The industry is very good at developing software the traditional way but there is a better way that will further reduce the cost of software. Software is often the highest technical risk area and by reducing the amount of software that is written for each system, the risk is reduced. With software reuse, there is a reduction in both the non-recurring engineering (NRE) and the testing costs.

Figure 9.

Software Reuse Saves Time and Money

3.3

Packetized Data Transfer Improves Modularity

Packetized data transfer is one way to modularize the data path, and when coupled with encapsulation, significantly simplifies how we handle data. This is the way terrestrial data networks work – like sending email from a smart phone, a desktop machine, or a web browser: each system can send data across different kinds of networks and still work seamlessly with each other.

Figure 10 illustrates how packetized data transfer enables a modular data path.

Figure 10.

Packet Encapsulation

As a first example of a packetized data path, the data packet, “A” is generated from the source, or “Sender”, is encapsulated when transferred from the internal network (“v” to “w”) to the first external network piece (going from “w” to “x”). When transferred to the next external network piece (“x” to “y”) there is a different protocol and packet type, but “A” is just encapsulated in the new type (“B”). Upon reaching the destination it is delivered as “A”, just like when it was generated.

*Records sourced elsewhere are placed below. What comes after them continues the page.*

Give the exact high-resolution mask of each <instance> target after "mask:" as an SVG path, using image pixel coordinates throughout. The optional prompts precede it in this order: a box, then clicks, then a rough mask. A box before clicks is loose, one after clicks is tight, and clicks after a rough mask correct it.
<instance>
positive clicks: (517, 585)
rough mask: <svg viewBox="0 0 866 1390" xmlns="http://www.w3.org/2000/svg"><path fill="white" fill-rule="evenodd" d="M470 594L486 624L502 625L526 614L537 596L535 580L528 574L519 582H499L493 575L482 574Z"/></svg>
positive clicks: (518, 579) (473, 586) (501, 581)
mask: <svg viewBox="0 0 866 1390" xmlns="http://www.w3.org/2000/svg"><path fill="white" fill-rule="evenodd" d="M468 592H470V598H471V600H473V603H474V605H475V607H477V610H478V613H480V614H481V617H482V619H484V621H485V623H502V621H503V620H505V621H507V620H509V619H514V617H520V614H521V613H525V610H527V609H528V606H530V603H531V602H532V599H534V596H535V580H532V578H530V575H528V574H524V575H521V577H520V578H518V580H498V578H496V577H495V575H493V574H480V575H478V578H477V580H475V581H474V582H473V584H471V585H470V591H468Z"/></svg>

In a second example you can see the modularity: if you change the source packet type from “A” to “D”, the rest of the network can remain the same and still get the data where it needs to go.

In a third example, changing the packet type for the “w” to “x” network from “C” to “E” type packets, the encapsulated “D” packet doesn’t have to change at all. It just works.

The architecture minimizes change propagation and maximizes compatibility – which is why the internet works this way, too.

The basic architecture shown in the previous illustration may look more familiar if you look at a container transportation system, illustrated in Figure 11 below. They are the same basic architecture.

Figure 11.

Packet Movement Through the System

Packaging bits into sub frames and frames, then creating packets out of them is like putting books (data) into boxes (sub frames) and boxes into pallets (frames) then pallets into a container (packet).

Once packetized, the method for delivery can be varied from trucks, to cranes, to boats, to trains, and the same packet just rides along whatever the method. It can then be unpacked at the end and is still the same data.

To show the modularity, which allows upgradability or variability, imagine the ship is obsolete and is replaced by a containerized aircraft. The transportation process doesn’t change, and the packets don’t change. The books don’t care if they are transported via boat or plane, they just get where they need to go.

Once the system is put together, the end user doesn’t need to understand the complexities of the system. It just works.

3.4

MOSA Can Provide Additional Benefits

Figure 12 illustrates several additional benefits and characteristics of a MOSA-based system.

Figure 12.

MOSA-Based System

In the left side of the figure, you can see that the MOSA portions of the system can work with heritage components (actual hardware, or networks, or other software) as long as the heritage interface (red line) is provided by the MOSA components. This flexibility is helpful in rolling a new architecture into an existing system.

Other added functionality, shown on the right side of Figure 12, is also possible in a MOSA system. In this case, the link between A and B is replaced by software applications that look like A and B, but enable splitting out A’s interactions into multiple B units, or adding a logging function to the network traffic.